Visibility and Lifecycle Management
These parameters control how models appear and behave in the platform:
visible: Determines whether the model appears in user-facing model selection interfaces. Models marked as not visible are available through the API but don't appear in dropdown menus, useful for testing or internal versions.
deprecated: Indicates whether a model is deprecated and should be avoided for new projects. Deprecated models continue to function for existing integrations but are not recommended for new implementations.
proxyToModel: Enables version aliasing where a generic model name automatically routes to a specific version. For example, 'gpt-4' might proxy to 'gpt-4-0613', allowing users to request models by familiar names while the platform uses specific versions.
Regional Configuration
Geographic availability is managed through regional parameters:
region: The primary region where the model is hosted ('us' or 'eu'). This affects latency and data residency for API requests.
availableRegions: An array of all regions where the model can be accessed. Some models are available in multiple regions, allowing you to choose your preferred geographic location for data processing and compliance requirements.
Metadata and Classification
tags: An array of strings for categorizing models (e.g., 'beta', 'experimental'). Tags help identify model maturity levels, special capabilities, or testing status. Beta models may have cutting-edge features but less stability.

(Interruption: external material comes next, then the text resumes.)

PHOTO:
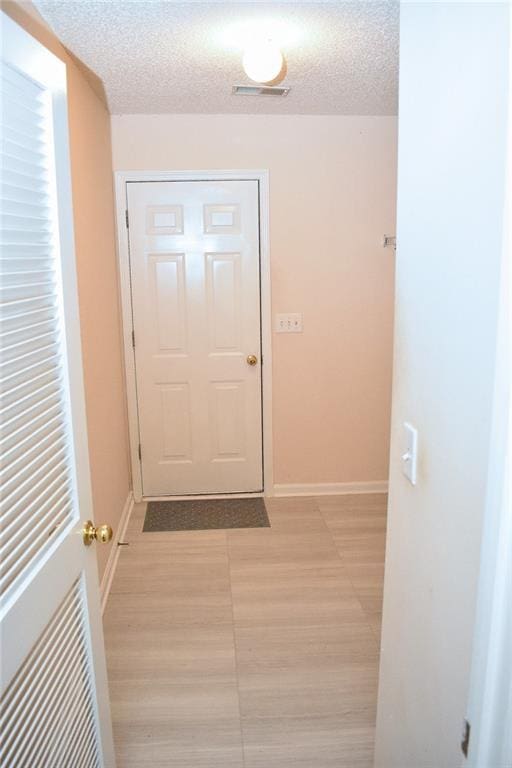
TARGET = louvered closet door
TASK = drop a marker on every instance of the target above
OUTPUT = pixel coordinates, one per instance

Choosing the Right Model Configuration
When selecting and configuring a model for your use case:
-
Match features to requirements: Choose models with features that align with your needs (e.g., image support for visual tasks, functions for tool integration).
-
Balance cost and capability: Higher-priced models typically offer better performance, but may not be necessary for simpler tasks.
-
Consider token limits: Ensure the model's context window is sufficient for your typical conversations or document processing needs.
-
Adjust temperature for task type: Use low temperature (0-0.3) for factual responses, medium (0.5-0.7) for balanced outputs, and high (0.8-1.0) for creative tasks.
-
Select appropriate regions: Choose models available in regions that meet your latency and data residency requirements.
-
Monitor deprecated status: Avoid deprecated models for new projects, but understand they'll continue working for existing integrations during transition periods.